Armed with updated news, theory & practice, analyst reports, most of the securities can be evaluated by the participating users of our web site. In each sub-class of all the investment vehicles, ranking and judgments are summarized to generated a list of good investment potential. This wisdom of the crowds should be fused together with our original plan of computer-generated optimal portfolio. A new kind of portfolio should be born. This new kind of optimal portfolio should have anchored in history and the future. The computer-generated optimal portfolio is based on historical data while the wisdom of the crowds should represent the future trends of investments. However, we do not have a clear picture on how to combine the two optimal portfolios together.

We use existing systems of sub-classification. The entire investment universe is divided into equity, fixed income, and alternative investments.

Equity is further divided by capitalization, growth and value matrix. This is called as style box. Equity is also divided by industry sectors such as Consumer Discretionary, Consumer Staple, Energy, Materials, Technolgy, Financial, Healthcare, Utilities, and industrial.
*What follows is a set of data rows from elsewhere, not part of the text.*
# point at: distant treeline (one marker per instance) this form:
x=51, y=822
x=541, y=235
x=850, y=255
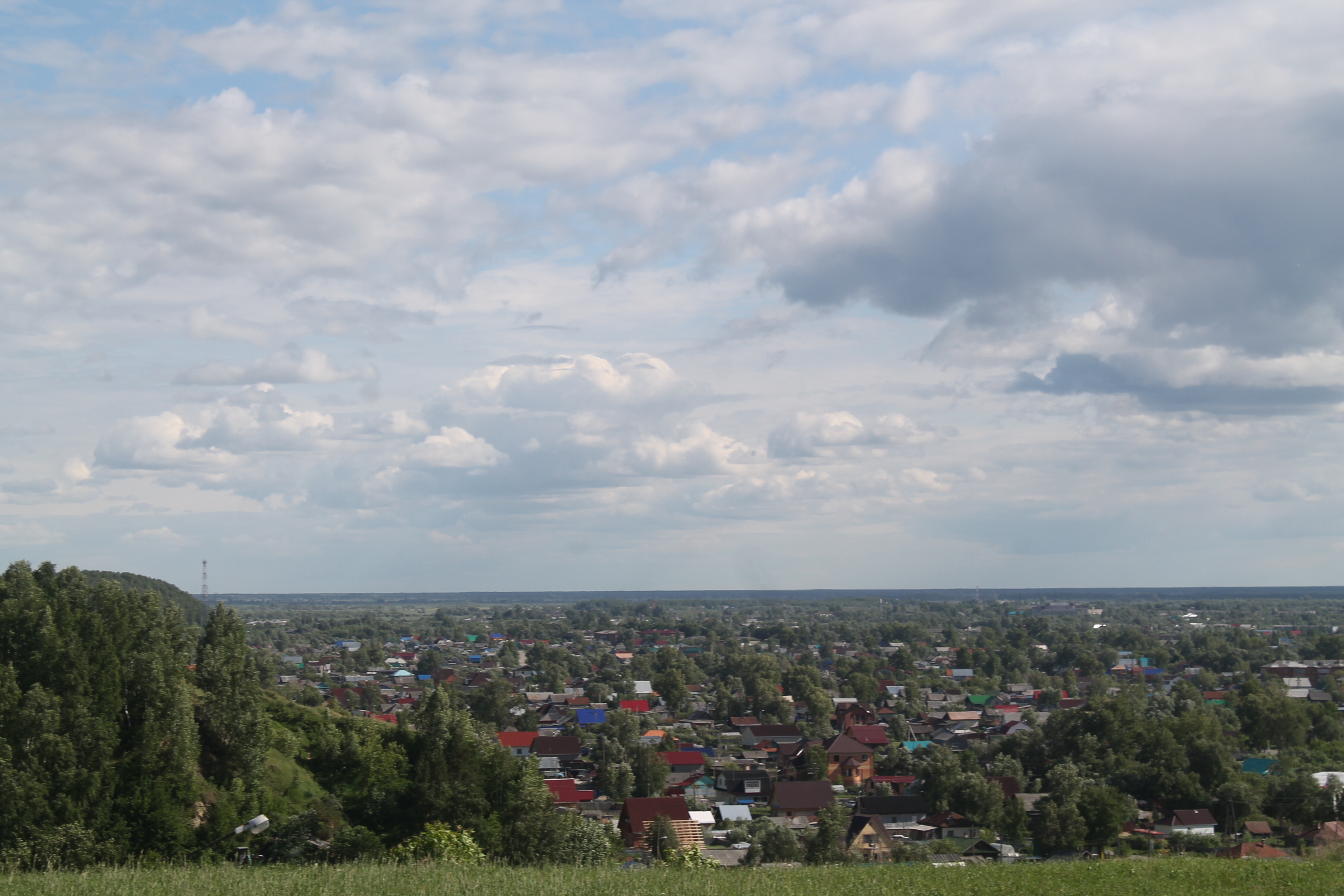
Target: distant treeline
x=1081, y=596
x=128, y=735
x=192, y=609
For the style box, we can add a time line. So the style box become style cube. There is one Exchange-Trade fund organized along the time line. FPX (First Trust IPOX index fund) is the first in such a kind. This fund invest in IPO companies within 1000 days of trading (approximately 4-years). We can further divided the equity with 10,000 days (approximately 40 years). Then the style cube can be invested in 27 ways instead of 9 ways in today.

(5) Star Analysts or Investment Gurus.

One of our purposes in wikivest is to promote new star analysts and investment gurus. By participating the news, theory & practice, and analyst reports sections, each analysts in our websites will be evaluated based on their past performances so that their rankings are judged by all netizens. One thing we discussed was related to the methods to promote start analysts and investment gurus. Should we use hard facts or soft facts? Hard facts mean collections of data on each individual. Soft facts are the evaluations passed on to each individual by other netizens. We have a preference on soft facts now.